Ahead was a mounted policeman in khaki directing traffic. He raised his baton. The car slowed suddenly pressing Brett against me. "Yes," I said. "Isn't it pretty to think so?"
Basic set up:
This is the most awesome ending to any book, ever.
Oops, we got a little carried away there. This is the ending to The Sun Also Rises. "Isn't it pretty to think so," though, is a pretty sweet shutdown:
"Hey, sugarlips, you should give me a kiss." "Isn't it pretty to think so?"
"These dishes will be washed by the time we get home, buster. Or else." "Isn't it pretty to think so?"
Thematic Analysis
We handpicked the perfect Lost Generation snippet for your reading pleasure, ladies and gents: the most depressing moment of the novel that introduced the world to the concept of the Lost Generation. The Sun Also Rises even has the quote "You all are a lost generation" as its dang epigraph.
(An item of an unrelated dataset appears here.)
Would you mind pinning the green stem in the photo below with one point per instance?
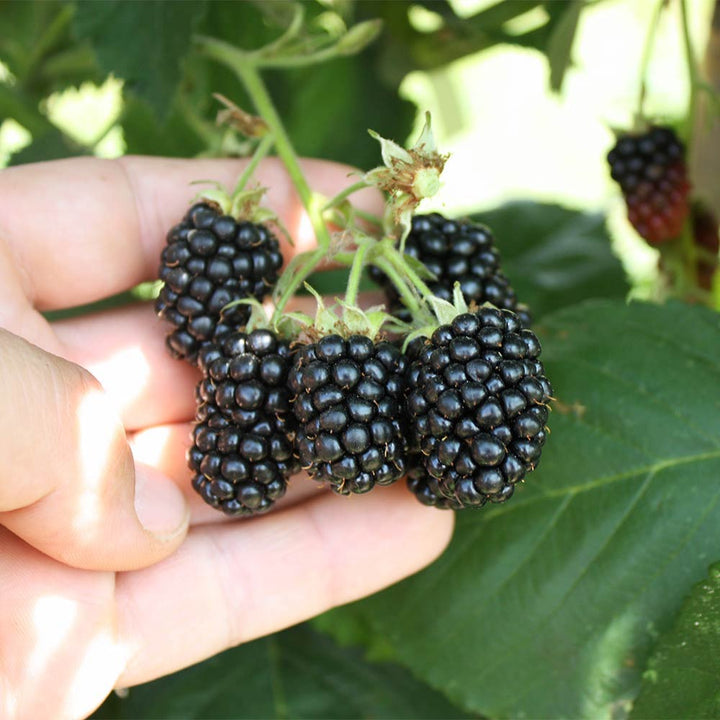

What are the components of the lost generation again? Oh yeah: the young people who survived WWI and were scarred, jaded, cynical, and hard-partying. And The Sun Also Rises follows around a dude who got his man-parts blown off in WWI (scarred) as he chases around a woman who has decided to marry for money and not love (cynical), talks about the dull business that is life (jaded), and basically stays blind drunk for days on end (hard-partying).
And this ending? Well, it sums up basically the whole novel. Jake, the wounded vet, and Brett are leaving a hotel bar (where they've been drinking hard, natch) and have a depressing conversation about how maybe they could have ended up together if he had all his body parts, she wasn't set on money and taking a bunch of lovers, and they both had even a modicum of faith in the world.
Stylistic Analysis
Welcome to Hemingwayland, where the sentences are short, the prose is brilliant, and all the characters are at least slightly unlikeable. Oh yeah: and the subject matter is bleak.
The most important moment of the ending of The Sun Also Rises is the very ending: that chilling, cuts-you-like-a-shiv line: "Isn't it pretty to think so?" Because this line sums up the very spirit of the Lost Generation.
This line is a big fat, "if only." In the context of this scene and novel, it's saying that if only Jake weren't wounded, and Brett was less needy, they might be together. But in the larger context of the time period and the Lost Generation, it's talking about WWI and its devastating effect.
- Isn't it pretty to think that, if WWI hadn't happened, the Lost Generation would have thought of the world as a hopeful place?
- Isn't it pretty to think that if thousands of men hadn't been wounded and killed, the Lost Generation would have been less morbid?
- Isn't it pretty to think that if young men hadn't been sent off to experience the culture of Europe, they would have stayed sweet, innocent farm boys?
- Isn't it pretty to think that if everyone hadn't been shocked and horrified by the destruction of modern warfare, the Lost Generation wouldn't have had to drown their sorrows quite so thirstily?
This line was also the Lost Generation's response to their parents telling them about life pre-war. The hopeful, innocent Edwardian times were a pretty thought… but nothing more.